Vous en connaissez, vous, des gens qui n’entendent pas votre NON ? Des gens qui essaient encore et encore de venir s’imposer alors que vous leur avez clairement dit que vous souhaitiez ne pas être en leur compagnie.
Je suis bien contente qu’il y en ait peu qui me fassent ce coup, mais c’est toujours pénible pour moi. Car je me rends compte que ça va toucher à la culpabilité, au « il faut être gentille », à la croyance que la bienveillance et/ou la tolérance ce devrait être avant tout pour les autres, qu’une bonne personne fait passer les autre et les devoirs avant soi…

Allez ! j’essaie le truc d’Access Consciousness (lire « Sois toi et change le monde » de Dain Heer) :
Que faudrait-il pour décréer et déconstruire toutes ces croyances et schémas de pensée qui font que je fais passer tout le reste avant moi ?
Que faudrait-il pour que je n’aie plus de scrupules à vivre ma vie selon mon coeur, sans me préoccuper de bien faire, que tout soit bien fait, avant de me laisser du temps de repos, de détente, de sortie, de soin de moi ?
Que faudrait-il pour ramener au point 0 de création toutes ces auto-critiques et tous ces auto-jugements qui me rendent difficile de trancher les liens avec ce qui me pompe de l’énergie et nuit à mon épanouissement ?
Que faudrait-il pour que davantage de simplicité et de facilité, de détente et de sérénité ?
Quoi d’autre est possible ?
« Right and wrong, Good and bad, POC ans POD, All Nine, Shorts, Boys and Beyonds.« 

L’insistance ?

Cela a rapport avec une certaine lourdeur d’être, à une odeur spéciale (qui ne plaît pas à tout le monde), à des vibrations basses qui tentent d’entraîner l’autre à un niveau où il/elle perdra suffisamment son lien à lui/elle-même et son amour propre… pour se laisser à disposition du prédateur (conscient ou pas de l’être).

J’associe ce comportement à du vampirisme énergétique : c’est l’attitude de celui/celle qui ne sait pas entendre le NON et/ou croit qu’un NON c’est un OUI qui s’ignore.

L’exact contraire du consentement, du respect de l’autre… et même du respect du soi en fait.
Probablement une faille dans la construction du petit enfant.

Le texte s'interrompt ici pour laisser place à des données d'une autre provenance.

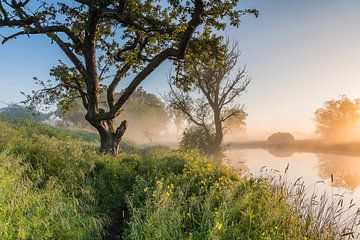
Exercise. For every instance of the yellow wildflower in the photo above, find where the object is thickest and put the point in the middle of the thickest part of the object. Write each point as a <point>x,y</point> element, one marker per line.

Cela parle d’abus.

Quel manque d’amour propre que de vouloir absolument s’introduire là où on ne veut pas de soi!
Ou bien c’est un excès d’amour propre ? Quelqu’un qui s’aime tellement qu’il est incapable d’entendre que l’autre n’a pas envie de le voir ?
Je suis perplexe : c’est tellement éloigné de mon propre fonctionnement.

Cela me fait penser aussi à la fabrique du consentement.

Comme s’il fallait justifier un NON !
Comme si les raisons de l’autre de ne pas vouloir avoir cette personne dans son espace intime, dans son monde personnel… devaient être validées par cette personne.

Vraiment tout à revoir, et ce n’est pas notre job (ce genre de comportement n’a pas sa place en stage Tantra) : c’est en thérapie que cela a à être traité… mais encore faut-il que la personne ait envie de se remettre en question, de se désidentifier de la victime de rejet, etc… et d’évoluer… pour ne pas attendre constamment de l’autre qu’il.elle la nourrisse de son attention, de son énergie…

Et ces personnes (rares chez Tantra Sud-Ouest, heureusement, mais c’est toujours une épreuve) ont quelque chose de ce que l’on appelle passif-agressif ou de ce que l’on appelle pervers narcissique.

Elles tirent les ficelles de la bienveillance de l’autre, utilisent la culpabilisation…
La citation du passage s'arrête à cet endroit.